Poor dental health has sprawling effects: it can distract students in school, hurt people’s chances of getting jobs and, in turn, perpetuate the cycle of poverty that government-backed insurance is supposed to help end. Dental problems are also tied to stroke and heart disease.
Maienschein, a Republican, has a few other bills that would help Californians who depend on some form of welfare, including AB 236 to make benefits for temporary housing more flexible and AB 654 to make it easier for children with long-term catastrophic health problems to receive in-home care.
Other Republicans have touted his Denti-Cal measure as part of a “Republican Poverty Plan,” but it also has Democratic coauthors and Maienschein says his bills are separate from any sort of partisan agenda.
“I’m doing my own plan,” he said.
– Ry Rivard
Golden State News
• After hours of debate Monday, the California Senate approved the so-called sanctuary state bill, which would keep state and local law enforcement agencies from using resources to investigate, detain, report or arrest people for the purposes of immigration enforcement. (San Francisco Chronicle)

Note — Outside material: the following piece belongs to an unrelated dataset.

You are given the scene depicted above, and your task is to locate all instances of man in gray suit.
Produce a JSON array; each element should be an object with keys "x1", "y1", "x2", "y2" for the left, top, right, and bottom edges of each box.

People keep using the term “sanctuary state,” but make no mistake: undocumented immigrants will continue to be deported from California, as Scott Lewis has reported. There is no sanctuary here.
• Three candidates for next year’s race for California governor discussed their views on criminal justice issues at a forum this week. (Sacramento Bee)
• Politico interviewed former Gov. Arnold Schwarzenegger this week, and he tore into President Donald Trump and talked about some other things, too.
• A report from Stanford this week found California’s law granting driver’s licenses to undocumented immigrants reduces hit-and-runs. (The Mercury News)
• Gov. Jerry Brown wants to merge existing medical marijuana laws with recreational marijuana rules passed at the ballot in November. (Sacramento Bee)
• A state appeals court sided with state officials in a case against California’s cap-and-trade program. The California Chamber of Commerce filed the lawsuit nearly four years ago, claiming the program, which requires companies to buy permits to emit greenhouse gases, is basically an unconstitutional tax. (LA Times)
Oh, and happy 79th birthday Gov. Jerry Brown!